Jamkeswatch FSPMI meminta masyarakat untuk tidak berobat ke RS Medistra hingga masalah tersebut diselesaikan. Tommy juga mendesak Kementerian Kesehatan RI untuk menindaklanjuti isu rasisme yang terjadi dan meminta manajemen RS Medistra untuk meminta maaf secara resmi melalui konferensi pers.

“Diskriminasi berdasarkan cara berpakaian tidak dapat diterima di institusi kesehatan. Kami berharap manajemen RS Medistra segera melakukan evaluasi terhadap kebijakan yang ada,” ujar Tommy Juniannur, Direktur Jamkeswatch FSPMI.

Senada dengan Tommy, Heri Irawan, Sekretaris Nasional Jamkeswatch FSPMI mengungkapkan jika betul hal itu terjadi, kami melihat kebijakan yang melarang tenaga medis, khususnya perempuan yang mengenakan hijab, menunjukkan adanya standar ganda yang tidak konsisten dengan prinsip keadilan dan kesetaraan. Jika RS Medistra mengklaim sebagai rumah sakit internasional, seharusnya mereka menghormati keragaman budaya dan agama para karyawan sebagaimana tertuang dalam Konvensi ILO No. 111 tentang Diskriminasi (Pekerjaan dan Pekerja) 1958 menekankan pentingnya kebijakan yang mendorong kesetaraan di tempat kerja. RS Medistra, sebagai institusi kesehatan, seharusnya menjadi contoh dalam menerapkan prinsip-prinsip ini. Tegas Heri

“Pertanyaan yang diajukan oleh dr. Diani terkait “standar ganda” dalam kebijakan berpakaian harus dijawab dengan jelas oleh manajemen. Setiap kebijakan yang diterapkan harus transparan dan adil, serta tidak menghalangi hak individu untuk mengekspresikan identitas mereka” sesuai dengan UU No. 39 Tahun 1999 tentang Hak Asasi Manusia: Dalam undang-undang ini, diskriminasi berdasarkan agama atau keyakinan dilarang. Pasal 7 menyatakan bahwa “setiap orang berhak untuk tidak diperlakukan secara diskriminatif oleh siapapun.” kata Heri.

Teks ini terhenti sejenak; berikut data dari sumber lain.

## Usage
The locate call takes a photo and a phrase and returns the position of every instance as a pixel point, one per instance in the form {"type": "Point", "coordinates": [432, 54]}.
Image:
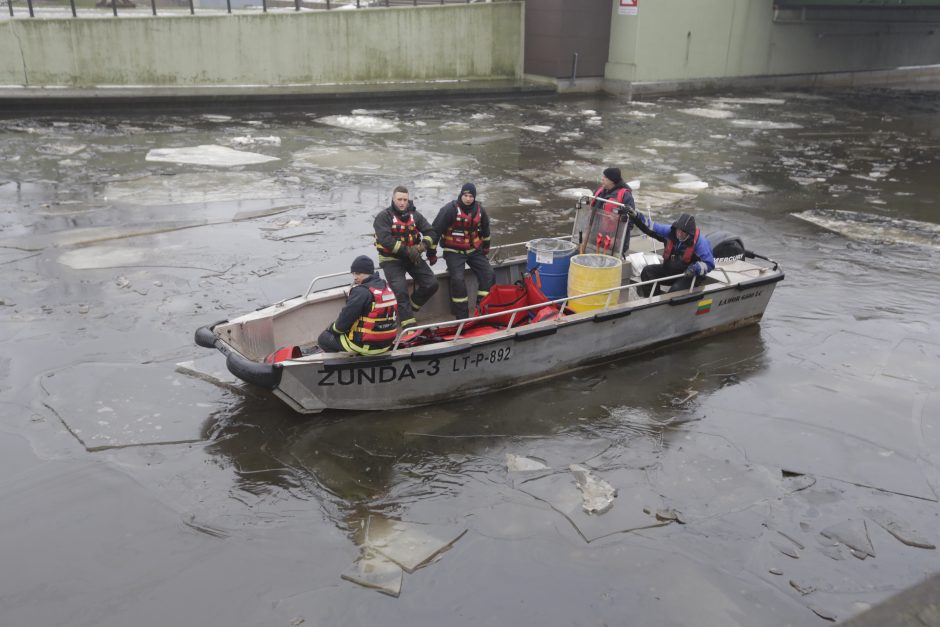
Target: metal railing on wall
{"type": "Point", "coordinates": [129, 7]}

Kasus ini menjadi sorotan publik dan akan memicu diskusi luas mengenai kesetaraan hak di tempat kerja, terutama dalam sektor kesehatan. Dengan semakin banyaknya masyarakat yang menuntut transparansi dan keadilan, diharapkan langkah-langkah positif akan segera diambil untuk menangani permasalahan ini.